600 years earlier, the last of David’s line fell first to idol worship, then fell under the empire of Babylon. He was so unfaithful to God that Jeremiah gave the awful prophecy, “Call this man childless. No seed of his shall prosper or sit on the throne of David or rule Judah anymore.” This seemed to contradict the Davidic covenant, that a king in David’s line should be Messiah. But God had a solution.
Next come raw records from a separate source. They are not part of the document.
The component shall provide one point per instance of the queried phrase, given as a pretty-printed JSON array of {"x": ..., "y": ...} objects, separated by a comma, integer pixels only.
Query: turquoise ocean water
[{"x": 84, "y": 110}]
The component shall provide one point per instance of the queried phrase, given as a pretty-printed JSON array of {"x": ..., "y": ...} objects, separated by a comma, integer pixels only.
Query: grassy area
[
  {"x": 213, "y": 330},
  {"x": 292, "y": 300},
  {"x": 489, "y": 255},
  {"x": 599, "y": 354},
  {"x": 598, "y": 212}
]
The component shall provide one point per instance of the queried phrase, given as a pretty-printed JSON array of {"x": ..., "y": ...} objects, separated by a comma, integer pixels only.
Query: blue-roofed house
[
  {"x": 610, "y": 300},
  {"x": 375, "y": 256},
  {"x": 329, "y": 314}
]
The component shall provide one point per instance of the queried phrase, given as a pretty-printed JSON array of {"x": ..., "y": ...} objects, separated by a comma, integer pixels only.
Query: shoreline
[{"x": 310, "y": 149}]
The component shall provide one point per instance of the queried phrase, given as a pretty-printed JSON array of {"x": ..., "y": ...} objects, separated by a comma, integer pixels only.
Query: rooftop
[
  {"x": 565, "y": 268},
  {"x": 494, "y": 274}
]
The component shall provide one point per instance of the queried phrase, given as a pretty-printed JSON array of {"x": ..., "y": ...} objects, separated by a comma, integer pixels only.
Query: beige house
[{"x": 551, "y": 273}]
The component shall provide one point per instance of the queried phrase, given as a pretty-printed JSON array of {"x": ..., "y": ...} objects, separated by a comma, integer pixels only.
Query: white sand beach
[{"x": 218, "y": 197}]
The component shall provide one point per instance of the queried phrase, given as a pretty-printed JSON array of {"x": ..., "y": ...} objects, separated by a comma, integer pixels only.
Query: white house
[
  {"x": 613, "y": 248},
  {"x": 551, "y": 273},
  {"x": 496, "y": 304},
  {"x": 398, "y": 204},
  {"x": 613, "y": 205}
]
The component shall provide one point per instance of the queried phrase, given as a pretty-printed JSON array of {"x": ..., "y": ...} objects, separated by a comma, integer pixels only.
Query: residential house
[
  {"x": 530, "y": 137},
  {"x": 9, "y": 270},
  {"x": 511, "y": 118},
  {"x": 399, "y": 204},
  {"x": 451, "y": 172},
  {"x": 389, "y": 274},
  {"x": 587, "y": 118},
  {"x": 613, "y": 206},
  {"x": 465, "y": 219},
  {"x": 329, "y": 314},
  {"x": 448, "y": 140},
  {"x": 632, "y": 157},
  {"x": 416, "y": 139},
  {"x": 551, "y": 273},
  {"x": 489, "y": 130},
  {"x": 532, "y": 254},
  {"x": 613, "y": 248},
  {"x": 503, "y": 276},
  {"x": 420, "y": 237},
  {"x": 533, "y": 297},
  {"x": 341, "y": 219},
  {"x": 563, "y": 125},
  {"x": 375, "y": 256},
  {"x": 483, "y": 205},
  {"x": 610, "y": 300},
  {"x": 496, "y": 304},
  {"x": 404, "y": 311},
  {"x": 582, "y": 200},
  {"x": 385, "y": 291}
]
There are two lineages of Jesus Christ given in the New Testament. The one in Matthew shows that David was father to Solomon, then 25 more men follow, but that childless king in the midpoint had sons who never sat as kings. The failed line comes through one named Jacob, father to Joseph, husband of Mary of whom was born Jesus, the Christ. Notice Matthew is careful not to call Joseph Jesus’ real father. The Gospel of St. Luke starts at Jesus, referring to Joseph, regarded as His father, though he wasn’t, then another line works back to David. This is Mary’s line. 36 fathers counting back result, not in Solomon, but Nathan, another son of David. Mary’s line is clean of the cursed lineage of the kings, but gives her son Jesus truly the blueblood of David.
Yet another problem. Jesus is not made a King by Mary, for hers was only Nathan’s line. But this adoption through marriage to Joseph makes Jesus heir to Joseph’s estate, including the abandoned crown of David, and without the pollution of bad King Jeconiah. Jesus is truly son of David, by blood, through Mary, and by lineage, through Joseph.
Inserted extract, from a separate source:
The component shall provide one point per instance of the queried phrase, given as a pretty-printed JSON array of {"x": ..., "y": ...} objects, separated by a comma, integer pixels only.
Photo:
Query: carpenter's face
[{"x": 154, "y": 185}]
But more importantly, as the promised one in David’s line, he fulfills David’s Psalms. The Lord is my shepherd, and Jesus is the good shepherd. All the beautiful passages apply to Him. So do those of suffering, piercing hands and feet, the soldiers gambling for His clothes. Jesus cites this one to the Pharisees who know so much.
“The Lord said to my Lord, Sit at My right hand, Till I make Your enemies Your footstool… The Lord has sworn And will not relent, You are a priest forever According to the order of Melchizedek. The Lord is at Your right hand.” Now, said Jesus, David’s son would be thought of as being beneath David, David giving that son a title and honor. But what is David doing, here in his Psalm, calling his son ‘my Lord?’ The LORD said to my Lord – clearly a depiction of God establishing His Messiah. Yet, David, hundreds of years before, regarded Messiah as his Lord. Why is he saying that? They had nothing to answer. And from that day on, no one tried to corner Jesus with their silly questions.
We are inheritors of a great lineage. We may think nothing of such titles as Son of David, or Son of Abraham, because as Gentiles we have no real connection with the ancient fathers of faith in Israel. But the right to rule a dynasty misses the point. Here is a fulfilment, one of hundreds of prophecies fulfilled perfectly by a man whose very existence is considered impossible. He can’t be the son of a virgin. He can’t be man and God. He can’t be David heir to the throne. He can’t save us by dying. He can’t rise from the dead.
Yet here He is, standing at the center of history, in every age, colossal, immoveable, invincible, undeniable. The secular Pharisees of today mock Him, pose rules that cancel His existence, accuse His followers of heinous crimes and failings. The circumstances may seem to tell against Him, but see God’s heart before you weigh the circumstances. Look what kind of love it took to send God’s only Son to earth, knowing what we were going to do to Him. Every wound, every bruise tells it one way, but if we know our God, as the shepherd king knew Him, His great heart first, defining our circumstances, then everything has a meaning, and all the chaotic pieces fall into place.
It’s commonplace to deny Him, to laugh at anyone waiting for His return. Let them laugh. There may be a lot of things we still don’t know, and may never know. But the Son of David, incarnate Son of the Living God, showed us His wonderful, loving heart, and we believe it. All else will be revealed, but we know the core, the central plot, the meaning of it all. And that meaning is Love.